People are calling this the nastiest campaign ever.  They say that they long for the days of true statesmen and civil political discourse.  As my Uncle Al used to say, “Oh bullshit!” Most Americans don’t know that Thomas Jefferson’s campaign against John Adams characterized Adams as a “hideous hermaphrodite.”  The President of Yale University warned that a Jefferson presidency “would see our wives and daughters the victims of legal prostitution.” A couple of elections later and Adams’ son John Quincy’s supporters more or less portrayed Andrew Jackson’s wife Rachel of being a whore.  Fast forward to 1884 when Grover Cleveland who had fathered an illegitimate child was targeted with the clever Republican rhyme, “Ma, Ma, Where’s My Pa? Gone to the White House, Ha Ha Ha!”  We live in an era when, for better or for worse, an unguarded statement might be captured on a pocketed cell phone.  Today you can’t walk back something that you said that might have been inspired by anger or frustration.  Who knows what “tweets” might have emerged from the campaigns of Adams or Jefferson or Lincoln after a contentious meeting or a couple of snifters of brandy. 

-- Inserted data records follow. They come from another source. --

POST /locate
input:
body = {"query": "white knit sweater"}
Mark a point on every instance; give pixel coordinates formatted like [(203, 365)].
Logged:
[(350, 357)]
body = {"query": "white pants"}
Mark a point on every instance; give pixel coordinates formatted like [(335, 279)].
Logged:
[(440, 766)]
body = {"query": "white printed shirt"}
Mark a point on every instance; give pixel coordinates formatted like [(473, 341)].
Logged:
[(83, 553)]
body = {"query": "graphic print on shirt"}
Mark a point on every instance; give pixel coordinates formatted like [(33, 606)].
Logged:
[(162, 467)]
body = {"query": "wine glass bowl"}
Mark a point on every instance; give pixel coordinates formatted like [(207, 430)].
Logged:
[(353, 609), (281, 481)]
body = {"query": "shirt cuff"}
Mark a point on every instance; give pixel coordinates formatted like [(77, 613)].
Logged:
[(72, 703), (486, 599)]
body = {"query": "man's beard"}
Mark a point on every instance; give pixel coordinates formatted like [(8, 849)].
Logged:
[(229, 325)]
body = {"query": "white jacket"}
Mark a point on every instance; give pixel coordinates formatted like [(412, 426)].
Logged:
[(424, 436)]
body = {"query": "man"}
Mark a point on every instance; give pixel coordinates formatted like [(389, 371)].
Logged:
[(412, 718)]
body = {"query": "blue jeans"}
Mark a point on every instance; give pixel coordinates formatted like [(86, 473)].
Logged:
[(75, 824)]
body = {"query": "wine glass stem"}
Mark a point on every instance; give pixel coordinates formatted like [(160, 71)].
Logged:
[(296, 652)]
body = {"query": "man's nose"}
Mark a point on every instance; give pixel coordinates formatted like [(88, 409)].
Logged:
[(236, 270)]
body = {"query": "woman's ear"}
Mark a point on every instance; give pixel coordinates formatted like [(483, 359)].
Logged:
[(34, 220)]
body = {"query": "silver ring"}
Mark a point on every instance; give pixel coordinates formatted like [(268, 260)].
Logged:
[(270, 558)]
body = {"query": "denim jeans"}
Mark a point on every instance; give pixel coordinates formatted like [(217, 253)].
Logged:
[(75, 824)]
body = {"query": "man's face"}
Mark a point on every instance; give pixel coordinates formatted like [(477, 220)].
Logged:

I don’t delude myself with the notion that at some time or some point we were a more politically civil society.  Politics has been a dirty business since before Caesar took that shiv from Brutus.  Americans always like to harken back to the “good old days.”  I remember my dad often saying, “There never were any good old days.” 


1 comment:

  1. Maybe it's my advancing age talking, but it seems like each 4th year election spectacle becomes more and more like a Three Stooges marathon. When McCain faced off against Obama, they both made a public vow to not engage in bashing each other. The next day, each one came out with an ad slamming the other guy.

    Palin is hilarious in an idiotic way, although I probably wouldn't have felt that way if she had made it to Vice President. Her being, as the saying goes, a heartbeat from the presidency would have been enough to make me quiver with dread.

    It seems that each election brings more rancor and divisiveness to the populace. You can't say you're for a particular candidate without being shelled with ad hominem attacks from supporters of the other candidates. You're right about Yahoo comments sections. Whether it be politics or sports, some people take great delight in posting comments about another poster that they probably wouldn't say if they were in that person's presence.

    The whole 4th year election circus reminds me of why I am so interested in political and especially presidential history. Reading about politics in the past, I can vicariously experience the events when the stench that surrounded those events has dissipated.